Leave it to local puppeteers, media makers and general creatives behind Glove and Boots and We Lost Our Gold to come up with a treasure map too outlandish for their fans to decipher and too good not to eventually dig up themselves. Only, they didn’t keep the money they buried, they donated it to Hurricane Sandy victims.

Vincent Bova and Damien Eckhardt-Jacobi buried $10,000 in one-dollar coins from their own savings in a treasure chest as a promotional stunt for their puppeteering projects in 2009. They released videos with puppet pirates and a ninja revealing details of the hiding place. After no one claimed the treasure, Bova and Eckhardt-Jacobi decided to donate it to Sandy victims in the Rockaways.

On their We Lost Our Gold site, the duo proclaim their love for the city. It’s no wonder they wanted to give their booty away. They write:

Oh, and PLEASE don’t just start digging all over NYC. We love this city, and don’t want unnecessary holes popping up everywhere. When you’ve found the treasure, you’ll know it.

The site gained thousands of eager visitors, but no one was able to figure out the location of the goods. The too-complicated clues included mentions of a “flying birdie,” which in puppet-pirate speak is actually a reference to the planes flying overhead from John F. Kennedy International Airport.

“We definitely didn’t make it easy,” Bova said to the New York Times. “I had the feeling it would take time for somebody to find it, and from what I’ve seen on the internet, people got close.”

Bova and Eckhardt-Jacobi called in their friend, music man for the videos and voice of the pirate parrot, Jim Trewell, to help them dig. Turns out, the treasure was buried near Floyd Bennett Field, just across the bridge from the some of the hardest hit areas in the Rockaways.

When the three arrived at the spot the treasure was last seen, they realized that the hurricane had changed the landscape. The trees that led the way to the treasure were gone and the trails had washed away. The treasure that so many others had failed to find could have been lost forever.

Eventually, the group found the skull and crossbones they had nailed to a tree three years ago.
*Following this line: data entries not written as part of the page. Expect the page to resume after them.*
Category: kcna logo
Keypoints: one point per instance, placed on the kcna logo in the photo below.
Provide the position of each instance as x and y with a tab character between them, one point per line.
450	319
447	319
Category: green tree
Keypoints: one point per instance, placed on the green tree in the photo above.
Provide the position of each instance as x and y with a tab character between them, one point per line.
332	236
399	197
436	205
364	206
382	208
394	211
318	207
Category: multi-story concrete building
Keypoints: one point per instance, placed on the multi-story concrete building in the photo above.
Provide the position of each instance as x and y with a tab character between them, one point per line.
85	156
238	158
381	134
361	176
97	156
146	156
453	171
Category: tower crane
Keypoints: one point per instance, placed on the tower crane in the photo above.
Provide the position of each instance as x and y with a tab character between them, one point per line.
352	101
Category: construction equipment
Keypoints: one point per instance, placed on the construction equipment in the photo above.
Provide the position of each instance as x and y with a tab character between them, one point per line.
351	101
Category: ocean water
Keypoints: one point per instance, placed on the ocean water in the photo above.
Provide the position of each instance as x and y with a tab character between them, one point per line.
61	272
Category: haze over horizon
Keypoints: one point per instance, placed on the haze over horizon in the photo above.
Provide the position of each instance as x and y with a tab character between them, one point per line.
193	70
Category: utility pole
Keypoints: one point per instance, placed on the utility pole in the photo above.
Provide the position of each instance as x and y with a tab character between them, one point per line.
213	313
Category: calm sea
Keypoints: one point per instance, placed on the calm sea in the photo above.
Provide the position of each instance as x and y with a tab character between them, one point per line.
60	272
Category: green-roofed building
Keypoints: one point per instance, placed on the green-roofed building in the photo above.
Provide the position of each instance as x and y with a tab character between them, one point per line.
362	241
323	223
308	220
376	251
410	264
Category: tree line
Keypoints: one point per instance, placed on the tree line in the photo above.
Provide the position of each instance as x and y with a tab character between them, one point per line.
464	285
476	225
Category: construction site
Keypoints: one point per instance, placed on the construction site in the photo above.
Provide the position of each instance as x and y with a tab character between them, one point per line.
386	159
They took the coins in their backpacks and brought them to Lava Girl Surf, a surf school located in the Rockaways that became a makeshift disaster relief center after the storm.

Davina Greene, a staffer at the school, was overjoyed to hear of the donation. Then, according to Bova, after he told her what the donation was really, “She started laughing hysterically.”

The work of the puppeteers has not gone unnoticed. Their Glove and Boots site has been nominated for a Webby Award, they’ve been covered in numerous publications and their fans have grown significantly. Maybe, they’ll have to have another, even more extravagant promotional stunt, but maybe something with easier to understand clues.